“If all you can do is to be kind to yourself for five minutes, even one minute, a day, do it. Rejoice in those five minutes.” My counselor sat across from me in her small office with the soft yellow light. I thought about her curly hair and about her baby on the way.
“I’ll try,” I said, standing. “But what the heck does that actually look like?”
I went home to my little house in Villa Heights. Despite its elegant name, my hood knows only two dances: down-home two-step, or the fast-foot-shuffle-from-the-fuzz. Grabbing a shovel, I walked out into the yard, inhaled the warm air, and stared at the evidence of someone else’s neglect: the azaleas overtaken by ivy; the back-broken, barbed-wire fence; the trees with dislocated limbs. I cannot do this by myself, I thought, feeling small and alone, not knowing where to start.
The Apostle Paul wrote a letter to some Romans (chapter 8, verses 22–27) who believed that Jesus was just the man for such jobs. He compared the earth to a woman groaning in labor. What does a mother want when she is in labor? Deliverance from pain—and the joy and relief that comes when the anticipated one finally arrives.

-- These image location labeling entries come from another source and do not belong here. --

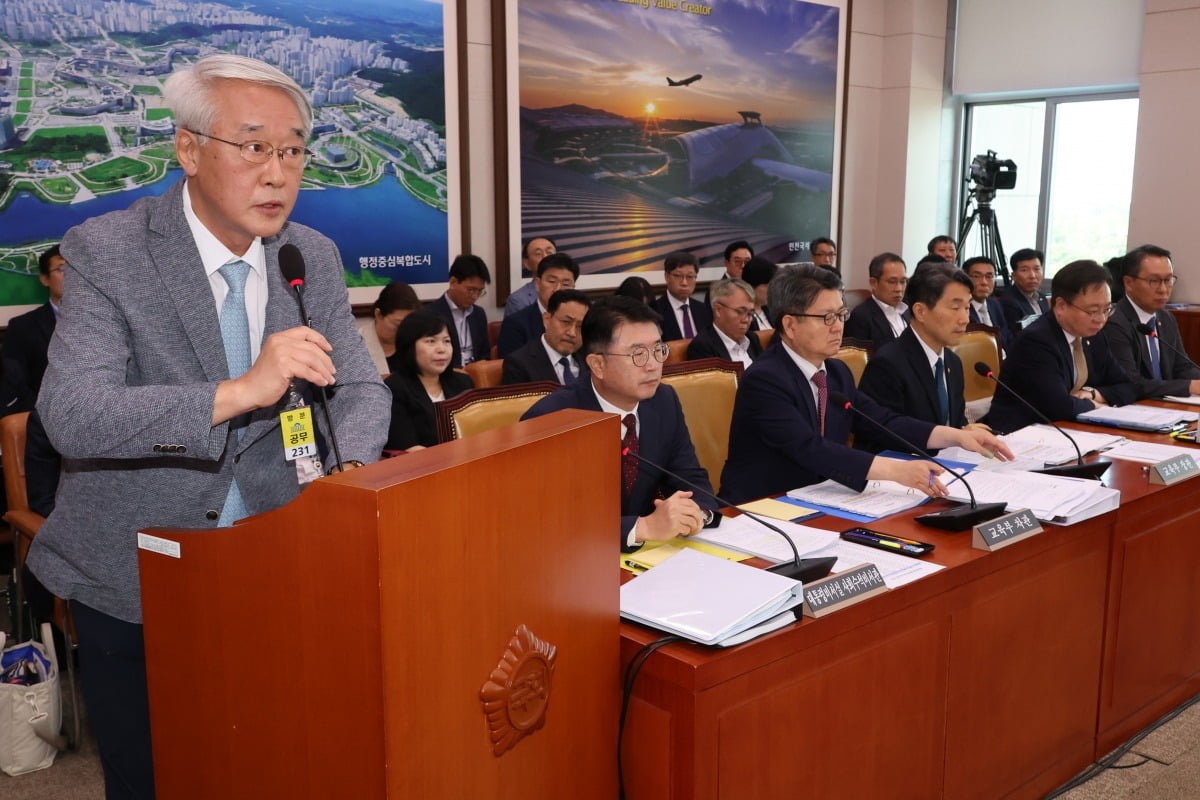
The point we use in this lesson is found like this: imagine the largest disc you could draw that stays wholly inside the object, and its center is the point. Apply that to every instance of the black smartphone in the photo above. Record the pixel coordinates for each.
(897, 545)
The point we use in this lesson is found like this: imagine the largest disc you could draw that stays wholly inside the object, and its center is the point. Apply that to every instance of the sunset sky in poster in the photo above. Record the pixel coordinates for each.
(773, 56)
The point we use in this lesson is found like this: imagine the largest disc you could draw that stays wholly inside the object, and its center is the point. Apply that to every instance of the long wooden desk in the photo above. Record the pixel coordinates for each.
(1001, 675)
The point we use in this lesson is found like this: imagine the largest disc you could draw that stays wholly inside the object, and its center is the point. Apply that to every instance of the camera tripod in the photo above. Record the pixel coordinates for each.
(989, 230)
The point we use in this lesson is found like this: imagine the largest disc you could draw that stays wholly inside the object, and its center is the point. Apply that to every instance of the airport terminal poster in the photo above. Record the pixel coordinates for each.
(643, 126)
(84, 128)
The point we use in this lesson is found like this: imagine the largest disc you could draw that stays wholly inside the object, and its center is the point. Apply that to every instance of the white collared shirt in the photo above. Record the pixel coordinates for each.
(981, 307)
(808, 368)
(738, 350)
(214, 256)
(609, 408)
(678, 306)
(894, 314)
(462, 329)
(1071, 347)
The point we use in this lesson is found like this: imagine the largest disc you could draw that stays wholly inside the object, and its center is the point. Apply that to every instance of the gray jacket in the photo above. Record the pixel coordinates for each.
(127, 398)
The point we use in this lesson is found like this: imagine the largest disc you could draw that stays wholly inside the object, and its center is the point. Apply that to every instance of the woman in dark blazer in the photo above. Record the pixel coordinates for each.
(423, 377)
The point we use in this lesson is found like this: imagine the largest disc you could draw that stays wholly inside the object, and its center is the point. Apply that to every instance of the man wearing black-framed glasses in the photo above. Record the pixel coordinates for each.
(1144, 336)
(624, 352)
(786, 433)
(1060, 364)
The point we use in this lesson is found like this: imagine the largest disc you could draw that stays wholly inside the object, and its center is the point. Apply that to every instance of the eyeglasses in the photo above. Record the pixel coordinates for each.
(828, 318)
(259, 152)
(1096, 313)
(641, 355)
(741, 312)
(1158, 283)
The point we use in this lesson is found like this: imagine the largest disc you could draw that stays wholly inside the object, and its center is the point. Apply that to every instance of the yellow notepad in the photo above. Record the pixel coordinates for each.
(779, 510)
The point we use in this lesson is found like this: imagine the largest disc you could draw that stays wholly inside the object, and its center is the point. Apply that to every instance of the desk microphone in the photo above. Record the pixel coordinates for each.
(804, 570)
(1146, 330)
(960, 517)
(1079, 469)
(293, 268)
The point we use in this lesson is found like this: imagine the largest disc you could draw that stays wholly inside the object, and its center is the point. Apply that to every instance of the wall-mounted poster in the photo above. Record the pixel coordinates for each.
(639, 127)
(84, 128)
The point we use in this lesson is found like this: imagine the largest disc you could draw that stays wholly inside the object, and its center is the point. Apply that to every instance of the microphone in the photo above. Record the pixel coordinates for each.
(1079, 469)
(1146, 330)
(960, 517)
(804, 570)
(293, 269)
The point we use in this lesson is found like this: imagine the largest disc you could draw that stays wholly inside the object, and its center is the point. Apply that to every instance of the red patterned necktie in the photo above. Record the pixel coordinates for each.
(628, 461)
(819, 378)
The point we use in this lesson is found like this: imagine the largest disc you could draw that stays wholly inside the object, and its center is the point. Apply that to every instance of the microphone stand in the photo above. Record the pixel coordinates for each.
(803, 570)
(959, 517)
(1079, 469)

Paul said our souls groan in the same way. We ache for secret longings; for someone to deliver us from pain; for joy, for relief. Jesus lived and conquered death for one reason: that we would believe that he is real and that he will do what he said he will do … rescue us.
So we work, and we wait.
In this in-between time, Paul said that Jesus’ spirit translates our groaning and desperation into words we can’t express on our own. As I sliced the earth in my front yard with the shovel blade, I thought about how five minutes of kindness might be a similar kind of prayer. Why uproot lies and replant kindness? Why clear ivy, mend fences, or reset bones? This blog is an invitation to take up the task of tending to your soul—even if for five minutes of beauty a day—until the anticipated one finally arrives. This is a place where you can start replanting.